Но Евгений Васильевич быстро справился с волнением и начал есть котлету.
– Вкусно! – произнес он. – Вася и Павлуша также любили котлеты… Ты, N***, знал, что у меня было два сына?
– Д-да, ты, помнится, писал, что женился… и…
– А о детях разве не писал?
– Писал и о детях…
– То-то, что писал, я помню. Были, брат, восьми и шести лет два мальчика… и жена Александра Яковлевна… и вот…
Он поник головой… Я боялся его утешать. В таком горе утешить нельзя даже более спокойного человека, а Можайский был возбужден. Его речи о «семействе в чемодане» казались мне явным бредом. Я думал: так и быть, подержу моего гостя дня три, а потом придется отвезти в больницу… но какое у него лицо! Это остов скелета, а не лицо! Бедный, несчастный!
– Скажи, N***, – заговорил Евгений Васильевич. – Я тебе кажусь сумасшедшим?
– Помилуй, как это тебе в голову…
– Нет, брат, не хитри! Я заметил твои подозрительные взгляды! О, эти равнодушные глаза равнодушного петербургского чиновника… Не бойся, однако, я если и сумасшедший, то немножко, и помешательство мое из вида тихих…
Я не знал, что говорить в ответ.
После обеда, имея привычку спать, я извинился перед Можайским.
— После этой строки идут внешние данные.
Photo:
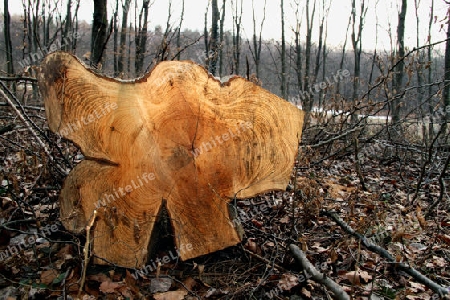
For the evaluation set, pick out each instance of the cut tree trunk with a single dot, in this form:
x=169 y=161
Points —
x=175 y=140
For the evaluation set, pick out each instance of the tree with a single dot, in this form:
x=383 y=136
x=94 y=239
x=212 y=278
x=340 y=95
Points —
x=99 y=32
x=283 y=55
x=214 y=43
x=189 y=156
x=356 y=38
x=7 y=36
x=446 y=91
x=237 y=22
x=222 y=44
x=257 y=40
x=400 y=69
x=178 y=56
x=123 y=36
x=141 y=38
x=309 y=99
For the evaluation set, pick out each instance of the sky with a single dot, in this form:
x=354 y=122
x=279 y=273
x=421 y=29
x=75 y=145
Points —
x=381 y=16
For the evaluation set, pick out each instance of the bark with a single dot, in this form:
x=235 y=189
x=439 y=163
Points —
x=68 y=26
x=446 y=92
x=257 y=40
x=309 y=99
x=222 y=21
x=141 y=39
x=7 y=36
x=356 y=36
x=123 y=37
x=214 y=44
x=237 y=22
x=178 y=56
x=283 y=55
x=186 y=159
x=99 y=32
x=400 y=69
x=116 y=39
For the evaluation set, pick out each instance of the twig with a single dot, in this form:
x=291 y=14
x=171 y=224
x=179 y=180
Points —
x=30 y=125
x=384 y=253
x=86 y=250
x=7 y=128
x=358 y=165
x=441 y=187
x=265 y=260
x=317 y=276
x=336 y=137
x=40 y=142
x=18 y=78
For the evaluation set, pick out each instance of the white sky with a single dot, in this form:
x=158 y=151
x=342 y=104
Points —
x=387 y=12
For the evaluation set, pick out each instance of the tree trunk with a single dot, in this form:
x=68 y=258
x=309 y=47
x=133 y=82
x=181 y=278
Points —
x=283 y=55
x=179 y=31
x=309 y=99
x=123 y=37
x=99 y=32
x=7 y=36
x=214 y=43
x=446 y=92
x=237 y=22
x=222 y=21
x=141 y=39
x=173 y=143
x=357 y=48
x=400 y=69
x=116 y=39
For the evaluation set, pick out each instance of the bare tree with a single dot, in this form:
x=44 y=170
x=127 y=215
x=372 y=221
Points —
x=123 y=36
x=446 y=92
x=257 y=40
x=99 y=31
x=356 y=37
x=222 y=21
x=400 y=69
x=429 y=74
x=7 y=35
x=141 y=37
x=179 y=31
x=283 y=55
x=309 y=99
x=237 y=22
x=116 y=39
x=298 y=48
x=214 y=43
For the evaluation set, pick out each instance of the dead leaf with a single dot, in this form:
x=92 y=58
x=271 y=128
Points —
x=287 y=282
x=172 y=295
x=355 y=277
x=48 y=276
x=160 y=285
x=108 y=287
x=420 y=218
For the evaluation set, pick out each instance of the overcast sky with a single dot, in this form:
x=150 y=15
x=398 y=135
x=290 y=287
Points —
x=381 y=12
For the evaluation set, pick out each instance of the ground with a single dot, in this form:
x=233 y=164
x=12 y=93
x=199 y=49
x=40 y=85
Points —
x=39 y=259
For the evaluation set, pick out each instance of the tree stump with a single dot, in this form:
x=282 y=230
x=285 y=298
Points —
x=176 y=136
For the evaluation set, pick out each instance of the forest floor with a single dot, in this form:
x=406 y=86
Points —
x=39 y=259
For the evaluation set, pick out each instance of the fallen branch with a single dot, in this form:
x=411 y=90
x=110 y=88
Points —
x=33 y=132
x=384 y=253
x=317 y=276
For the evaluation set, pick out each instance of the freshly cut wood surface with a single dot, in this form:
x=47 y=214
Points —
x=177 y=136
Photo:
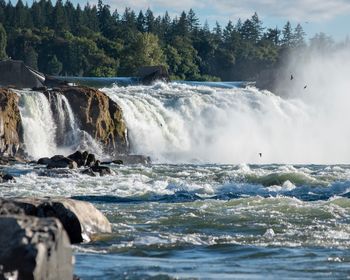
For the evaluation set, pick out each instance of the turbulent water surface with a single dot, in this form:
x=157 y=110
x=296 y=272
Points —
x=208 y=221
x=199 y=212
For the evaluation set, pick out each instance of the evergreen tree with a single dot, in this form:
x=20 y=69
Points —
x=3 y=42
x=298 y=36
x=287 y=35
x=54 y=66
x=31 y=57
x=141 y=22
x=149 y=21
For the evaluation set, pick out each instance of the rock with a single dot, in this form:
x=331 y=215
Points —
x=6 y=178
x=97 y=168
x=44 y=161
x=10 y=123
x=73 y=165
x=10 y=160
x=89 y=172
x=118 y=161
x=149 y=74
x=80 y=219
x=98 y=115
x=90 y=161
x=132 y=159
x=33 y=248
x=9 y=208
x=60 y=161
x=79 y=158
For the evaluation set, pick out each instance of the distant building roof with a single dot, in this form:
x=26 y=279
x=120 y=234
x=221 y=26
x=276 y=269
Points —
x=16 y=73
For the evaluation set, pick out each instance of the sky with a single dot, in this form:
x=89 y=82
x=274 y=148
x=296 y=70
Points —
x=329 y=16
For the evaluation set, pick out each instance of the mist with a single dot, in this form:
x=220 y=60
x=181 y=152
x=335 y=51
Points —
x=182 y=123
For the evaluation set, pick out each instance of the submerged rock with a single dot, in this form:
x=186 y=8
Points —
x=6 y=177
x=80 y=219
x=91 y=159
x=60 y=161
x=132 y=159
x=10 y=123
x=79 y=157
x=44 y=160
x=33 y=248
x=97 y=169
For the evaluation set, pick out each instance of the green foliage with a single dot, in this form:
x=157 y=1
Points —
x=3 y=43
x=64 y=39
x=54 y=66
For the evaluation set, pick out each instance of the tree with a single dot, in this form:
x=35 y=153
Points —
x=287 y=35
x=54 y=66
x=31 y=57
x=145 y=50
x=3 y=42
x=298 y=37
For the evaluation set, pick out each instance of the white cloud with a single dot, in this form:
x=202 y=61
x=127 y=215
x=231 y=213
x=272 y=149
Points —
x=297 y=10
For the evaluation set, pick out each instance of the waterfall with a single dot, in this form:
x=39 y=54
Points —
x=39 y=127
x=177 y=123
x=50 y=128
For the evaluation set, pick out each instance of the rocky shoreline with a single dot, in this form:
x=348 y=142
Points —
x=36 y=233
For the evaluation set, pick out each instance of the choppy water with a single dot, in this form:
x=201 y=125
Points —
x=208 y=221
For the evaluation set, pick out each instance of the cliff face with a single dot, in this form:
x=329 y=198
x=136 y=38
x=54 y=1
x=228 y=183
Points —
x=98 y=115
x=10 y=123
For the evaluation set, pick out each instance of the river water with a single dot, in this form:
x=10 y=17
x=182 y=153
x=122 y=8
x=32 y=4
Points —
x=244 y=184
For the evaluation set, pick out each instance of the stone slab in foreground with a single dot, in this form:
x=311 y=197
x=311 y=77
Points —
x=80 y=219
x=34 y=248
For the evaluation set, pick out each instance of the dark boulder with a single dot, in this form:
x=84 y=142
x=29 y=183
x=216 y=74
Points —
x=15 y=73
x=80 y=219
x=79 y=157
x=60 y=161
x=6 y=178
x=7 y=207
x=132 y=159
x=97 y=169
x=44 y=161
x=91 y=159
x=34 y=249
x=10 y=123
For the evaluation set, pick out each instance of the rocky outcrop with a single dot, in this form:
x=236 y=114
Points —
x=10 y=123
x=131 y=159
x=97 y=169
x=33 y=248
x=80 y=219
x=4 y=177
x=150 y=74
x=98 y=115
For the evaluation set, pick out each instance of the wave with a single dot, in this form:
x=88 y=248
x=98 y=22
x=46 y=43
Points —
x=188 y=123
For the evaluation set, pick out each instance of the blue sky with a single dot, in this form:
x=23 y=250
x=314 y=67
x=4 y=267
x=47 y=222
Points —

Тот сказал: «Я тоже отдохну с дороги», – и мы разошлись по особым комнатам. Я, разумеется, заснул и во сне увидал моего приятеля в виде мертвеца, который шел ко мне с объятиями и улыбался вечной улыбкой скелета… Но вдруг я был пробужден посторонним шумом: что-то стукнуло, отдалось у меня в ухе, и я открыл глаза.
В ту же минуту раздались какие-то жужжащие, тонкие звуки, несшиеся ко мне неведомо откуда и как бы составляя продолжение сна, я их то узнавал, то не узнавал; как будто звенел рояль, как будто пищали чьи-то голоса, и все опять покрывалось шипеньем и постукиваньем. Странные эти звуки были так тихи, что выходили словно из-под земли. Однако я сообразил, что они родятся в комнате, отведенной моему приятелю, а оттуда мягкие, как пыль, долетают до моих ушей.
«Что бы это могло быть», – думал я.
Трепетанье и подобие музыки вдруг оборвались. Кто-то глубоко вздохнул… Послышался сухой треск, и потом опять те же тонкие, ноющие звуки – и ряд новых вздохов, глубоких, скорбных, с задавленным плачем, прервал тишину квартиры.